Ferdi mengakui, sejujurnya dia pun merupakan salah satu orang yang merasa dirugikan dengan sistem SKS. Karena dengan jumlah 144 SKS untuk program sarjana, sering kali ada repetitif atau pengulangan materi.
Namun begitu dia tidak ingin rencana pemangkasan SKS ini hanya bertujuan untuk mempercepat kelulusan mahasiswa. Tanpa memperhatikan konten pembelajaran, pengoptimalan peningkatan kompetensi lulusan, dan lainnya.
“Jadi target pemerintah itu bukan hanya mempercepat waktu kelulusan mahasiswa semata. Tapi dalam hal keilmuan, skill mahasiswa itu harus tercapai juga,” jelas Ferdi.
Sementara itu, kata Ferdi, Komisi X akan sangat terbuka jika Kemenristekdikti ingin melakukan audiensi terkait rencana pemangkasan SKS. Namun begitu dia mengingatkan agar sebelum audiensi, kajian tentang rencana pemangkasan SKS telah dikaji secara dalam dan detail.
Sebelumnya, Kementerian Riset, Teknologi dan Pendidikan Tinggi (Kemenristekdikti) berencana untuk memangkas jumlah Satuan Kredit Semester (SKS) pada jenjang sarjana (S1) dan diploma.
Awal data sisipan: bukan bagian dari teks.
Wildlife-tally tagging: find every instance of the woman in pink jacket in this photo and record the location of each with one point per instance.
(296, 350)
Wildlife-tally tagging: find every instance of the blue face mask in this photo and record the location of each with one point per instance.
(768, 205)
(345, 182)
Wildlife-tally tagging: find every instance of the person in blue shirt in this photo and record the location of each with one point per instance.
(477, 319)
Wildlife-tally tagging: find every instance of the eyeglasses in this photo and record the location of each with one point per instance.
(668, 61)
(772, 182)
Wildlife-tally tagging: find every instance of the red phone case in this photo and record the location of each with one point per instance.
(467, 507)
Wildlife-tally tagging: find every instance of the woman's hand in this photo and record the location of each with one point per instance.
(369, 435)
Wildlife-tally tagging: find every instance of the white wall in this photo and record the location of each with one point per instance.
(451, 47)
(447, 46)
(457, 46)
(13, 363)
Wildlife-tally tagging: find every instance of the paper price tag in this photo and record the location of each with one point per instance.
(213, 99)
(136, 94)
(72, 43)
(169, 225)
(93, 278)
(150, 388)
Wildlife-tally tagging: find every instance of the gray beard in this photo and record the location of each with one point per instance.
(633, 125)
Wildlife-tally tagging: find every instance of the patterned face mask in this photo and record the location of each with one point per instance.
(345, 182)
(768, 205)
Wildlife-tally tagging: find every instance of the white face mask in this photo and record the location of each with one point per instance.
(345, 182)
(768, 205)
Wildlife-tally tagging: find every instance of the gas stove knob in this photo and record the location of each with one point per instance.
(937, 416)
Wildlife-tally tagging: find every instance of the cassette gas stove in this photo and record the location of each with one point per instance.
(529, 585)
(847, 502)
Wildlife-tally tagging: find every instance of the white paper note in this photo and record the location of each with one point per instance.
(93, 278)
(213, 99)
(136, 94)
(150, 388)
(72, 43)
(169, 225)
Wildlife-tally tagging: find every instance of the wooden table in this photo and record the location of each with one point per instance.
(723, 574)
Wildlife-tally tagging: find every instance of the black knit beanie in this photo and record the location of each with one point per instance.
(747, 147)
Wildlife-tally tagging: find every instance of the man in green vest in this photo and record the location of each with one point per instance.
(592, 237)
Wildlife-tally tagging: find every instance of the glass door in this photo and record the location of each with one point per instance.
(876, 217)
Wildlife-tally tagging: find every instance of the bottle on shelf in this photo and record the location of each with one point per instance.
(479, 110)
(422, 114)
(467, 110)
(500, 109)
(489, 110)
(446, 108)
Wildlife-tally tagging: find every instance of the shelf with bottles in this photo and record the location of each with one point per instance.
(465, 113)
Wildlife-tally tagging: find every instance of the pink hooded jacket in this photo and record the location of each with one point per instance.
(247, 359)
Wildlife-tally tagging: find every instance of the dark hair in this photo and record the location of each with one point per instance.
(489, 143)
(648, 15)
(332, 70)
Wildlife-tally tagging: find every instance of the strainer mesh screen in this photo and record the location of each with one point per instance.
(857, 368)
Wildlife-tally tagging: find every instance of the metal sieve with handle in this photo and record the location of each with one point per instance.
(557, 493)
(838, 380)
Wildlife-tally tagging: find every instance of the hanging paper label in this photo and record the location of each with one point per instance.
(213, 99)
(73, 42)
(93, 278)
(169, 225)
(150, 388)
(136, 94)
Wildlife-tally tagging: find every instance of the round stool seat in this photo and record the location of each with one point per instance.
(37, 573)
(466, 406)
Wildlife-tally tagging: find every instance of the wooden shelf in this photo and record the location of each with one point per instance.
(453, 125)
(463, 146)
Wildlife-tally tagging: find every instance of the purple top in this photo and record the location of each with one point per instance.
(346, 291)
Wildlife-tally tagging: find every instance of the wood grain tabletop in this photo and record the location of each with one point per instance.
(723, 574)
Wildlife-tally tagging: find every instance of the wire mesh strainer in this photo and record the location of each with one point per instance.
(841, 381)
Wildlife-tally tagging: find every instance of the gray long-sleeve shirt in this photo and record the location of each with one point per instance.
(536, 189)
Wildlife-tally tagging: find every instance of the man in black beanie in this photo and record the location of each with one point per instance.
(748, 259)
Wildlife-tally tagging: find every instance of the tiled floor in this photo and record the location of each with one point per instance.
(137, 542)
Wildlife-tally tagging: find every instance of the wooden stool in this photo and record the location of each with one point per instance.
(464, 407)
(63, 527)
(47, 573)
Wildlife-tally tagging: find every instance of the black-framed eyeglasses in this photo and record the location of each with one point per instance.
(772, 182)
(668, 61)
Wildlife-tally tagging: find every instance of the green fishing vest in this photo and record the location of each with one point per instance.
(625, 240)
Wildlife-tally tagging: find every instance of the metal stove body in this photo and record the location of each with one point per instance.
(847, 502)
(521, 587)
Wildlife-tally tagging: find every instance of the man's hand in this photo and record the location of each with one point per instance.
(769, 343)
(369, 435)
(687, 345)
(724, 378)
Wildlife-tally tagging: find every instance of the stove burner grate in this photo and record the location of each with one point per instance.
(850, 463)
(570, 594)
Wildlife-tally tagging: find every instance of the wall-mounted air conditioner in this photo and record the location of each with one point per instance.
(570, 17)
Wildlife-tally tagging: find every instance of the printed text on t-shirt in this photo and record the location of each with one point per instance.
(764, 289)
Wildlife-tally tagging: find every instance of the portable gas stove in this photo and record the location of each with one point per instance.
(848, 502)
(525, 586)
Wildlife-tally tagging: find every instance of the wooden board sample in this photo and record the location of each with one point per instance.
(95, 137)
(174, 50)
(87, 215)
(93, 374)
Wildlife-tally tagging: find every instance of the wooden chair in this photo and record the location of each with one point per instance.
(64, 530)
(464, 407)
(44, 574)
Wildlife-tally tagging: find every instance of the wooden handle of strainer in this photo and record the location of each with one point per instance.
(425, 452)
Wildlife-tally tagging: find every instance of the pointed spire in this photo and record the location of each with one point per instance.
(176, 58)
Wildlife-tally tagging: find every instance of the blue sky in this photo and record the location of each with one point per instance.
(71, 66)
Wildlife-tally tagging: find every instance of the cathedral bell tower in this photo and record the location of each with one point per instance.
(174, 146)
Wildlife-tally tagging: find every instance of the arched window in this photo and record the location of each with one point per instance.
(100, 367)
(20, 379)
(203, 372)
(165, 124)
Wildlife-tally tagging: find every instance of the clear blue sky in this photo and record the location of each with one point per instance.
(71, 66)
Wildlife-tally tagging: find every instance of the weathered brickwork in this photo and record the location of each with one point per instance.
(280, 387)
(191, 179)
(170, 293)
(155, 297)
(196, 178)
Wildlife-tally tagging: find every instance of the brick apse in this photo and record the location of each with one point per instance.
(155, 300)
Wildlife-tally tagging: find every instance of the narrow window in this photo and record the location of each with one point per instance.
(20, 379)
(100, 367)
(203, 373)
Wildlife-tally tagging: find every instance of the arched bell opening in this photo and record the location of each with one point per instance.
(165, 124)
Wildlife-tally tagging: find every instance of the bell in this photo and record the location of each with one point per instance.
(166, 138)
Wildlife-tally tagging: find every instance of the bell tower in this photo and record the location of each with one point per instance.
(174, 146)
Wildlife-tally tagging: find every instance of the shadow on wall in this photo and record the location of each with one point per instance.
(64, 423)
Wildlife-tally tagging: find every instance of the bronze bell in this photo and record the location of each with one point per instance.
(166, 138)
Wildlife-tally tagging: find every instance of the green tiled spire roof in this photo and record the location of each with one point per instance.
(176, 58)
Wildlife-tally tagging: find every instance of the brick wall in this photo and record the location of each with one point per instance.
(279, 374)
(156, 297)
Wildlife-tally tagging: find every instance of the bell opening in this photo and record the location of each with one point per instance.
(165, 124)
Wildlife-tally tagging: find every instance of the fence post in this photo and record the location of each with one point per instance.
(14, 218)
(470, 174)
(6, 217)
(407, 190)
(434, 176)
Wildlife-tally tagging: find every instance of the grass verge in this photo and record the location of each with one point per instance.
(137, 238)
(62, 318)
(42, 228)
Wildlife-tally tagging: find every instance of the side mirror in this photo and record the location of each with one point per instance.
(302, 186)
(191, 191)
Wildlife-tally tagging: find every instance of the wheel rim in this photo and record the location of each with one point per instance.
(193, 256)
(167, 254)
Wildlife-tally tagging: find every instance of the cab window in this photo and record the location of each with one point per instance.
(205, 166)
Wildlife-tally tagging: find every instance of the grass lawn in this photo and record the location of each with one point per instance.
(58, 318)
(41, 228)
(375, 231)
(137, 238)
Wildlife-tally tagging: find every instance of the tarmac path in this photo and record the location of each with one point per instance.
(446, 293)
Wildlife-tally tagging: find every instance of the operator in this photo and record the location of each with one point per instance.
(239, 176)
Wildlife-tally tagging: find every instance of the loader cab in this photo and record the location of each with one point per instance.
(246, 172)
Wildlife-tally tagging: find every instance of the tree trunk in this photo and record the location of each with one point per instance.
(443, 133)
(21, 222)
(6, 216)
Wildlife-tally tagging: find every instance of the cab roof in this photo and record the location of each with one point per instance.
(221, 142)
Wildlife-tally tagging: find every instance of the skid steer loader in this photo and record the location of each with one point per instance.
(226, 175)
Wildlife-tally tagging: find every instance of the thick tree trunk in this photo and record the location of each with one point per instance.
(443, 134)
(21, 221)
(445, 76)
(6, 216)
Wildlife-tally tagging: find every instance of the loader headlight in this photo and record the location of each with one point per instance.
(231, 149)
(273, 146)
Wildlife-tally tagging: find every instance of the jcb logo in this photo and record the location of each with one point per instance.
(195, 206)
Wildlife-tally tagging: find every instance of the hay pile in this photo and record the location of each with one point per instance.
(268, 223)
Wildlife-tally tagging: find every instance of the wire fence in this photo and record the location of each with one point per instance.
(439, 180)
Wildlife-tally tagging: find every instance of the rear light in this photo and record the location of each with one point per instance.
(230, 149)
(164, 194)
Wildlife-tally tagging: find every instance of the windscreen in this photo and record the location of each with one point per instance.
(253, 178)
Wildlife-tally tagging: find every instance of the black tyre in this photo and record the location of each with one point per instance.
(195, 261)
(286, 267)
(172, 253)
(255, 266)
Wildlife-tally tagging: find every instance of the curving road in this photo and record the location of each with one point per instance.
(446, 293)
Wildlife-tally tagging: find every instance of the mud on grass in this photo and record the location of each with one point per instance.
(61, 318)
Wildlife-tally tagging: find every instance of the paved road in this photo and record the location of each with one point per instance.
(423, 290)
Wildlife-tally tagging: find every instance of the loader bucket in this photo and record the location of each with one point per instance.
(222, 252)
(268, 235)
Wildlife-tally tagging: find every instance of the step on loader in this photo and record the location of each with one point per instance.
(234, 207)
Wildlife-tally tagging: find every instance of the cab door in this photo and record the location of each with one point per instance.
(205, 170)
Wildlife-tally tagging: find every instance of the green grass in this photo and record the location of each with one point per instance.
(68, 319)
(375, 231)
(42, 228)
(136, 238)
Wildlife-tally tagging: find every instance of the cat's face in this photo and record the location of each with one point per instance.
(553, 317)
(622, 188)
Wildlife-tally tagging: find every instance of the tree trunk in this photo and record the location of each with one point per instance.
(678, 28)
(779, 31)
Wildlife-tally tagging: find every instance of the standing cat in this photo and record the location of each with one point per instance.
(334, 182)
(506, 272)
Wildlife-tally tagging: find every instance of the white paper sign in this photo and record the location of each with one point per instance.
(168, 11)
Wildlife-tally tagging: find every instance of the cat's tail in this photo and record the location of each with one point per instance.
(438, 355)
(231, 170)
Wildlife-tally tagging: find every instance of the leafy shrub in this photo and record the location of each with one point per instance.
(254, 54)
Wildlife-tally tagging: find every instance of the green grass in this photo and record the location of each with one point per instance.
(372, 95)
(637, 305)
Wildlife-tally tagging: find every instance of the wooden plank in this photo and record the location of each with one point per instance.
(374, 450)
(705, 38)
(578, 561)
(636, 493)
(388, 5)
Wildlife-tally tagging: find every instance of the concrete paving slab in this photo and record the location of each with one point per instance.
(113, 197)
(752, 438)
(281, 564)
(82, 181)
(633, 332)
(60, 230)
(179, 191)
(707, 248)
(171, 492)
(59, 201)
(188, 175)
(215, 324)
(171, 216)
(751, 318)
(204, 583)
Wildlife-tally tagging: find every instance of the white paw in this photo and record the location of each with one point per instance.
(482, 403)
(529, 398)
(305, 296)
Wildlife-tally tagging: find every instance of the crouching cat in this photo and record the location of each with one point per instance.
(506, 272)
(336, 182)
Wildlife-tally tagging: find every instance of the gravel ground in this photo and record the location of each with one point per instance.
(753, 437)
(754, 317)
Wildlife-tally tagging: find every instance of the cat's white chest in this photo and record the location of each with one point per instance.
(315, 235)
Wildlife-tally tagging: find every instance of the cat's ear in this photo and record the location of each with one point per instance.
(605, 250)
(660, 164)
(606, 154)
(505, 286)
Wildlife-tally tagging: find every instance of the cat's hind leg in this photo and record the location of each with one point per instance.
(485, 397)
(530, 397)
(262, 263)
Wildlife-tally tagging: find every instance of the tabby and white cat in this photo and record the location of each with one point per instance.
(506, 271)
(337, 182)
Namun berapa jumlah SKS yang akan dipangkas masih dikaji oleh pihak Kemenristekdikti.
Menristekdikti Mohammad Nasir mengatakan, saat ini bobot SKS untuk S1 mencapai 144 SKS dan diploma mencapai 120 SKS. Jumlah SKS tersebut dinilai terlalu berat,menghambat kreativitas mahasiswa, dan juga membebani pembiayaan.
"Saya kira untuk S1 jadi maksimal 120 SKS, dan D3 90 SKS itu sudah cukup," kata Nasir.
Selain mahasiswa, kata Nasir, bobot SKS tersebut juga dinilai membebani dosen. Karena dengan jumlah SKS tersebut, dosen terlalu sibuk mengajar di kelas dan lupa melakukan penelitian.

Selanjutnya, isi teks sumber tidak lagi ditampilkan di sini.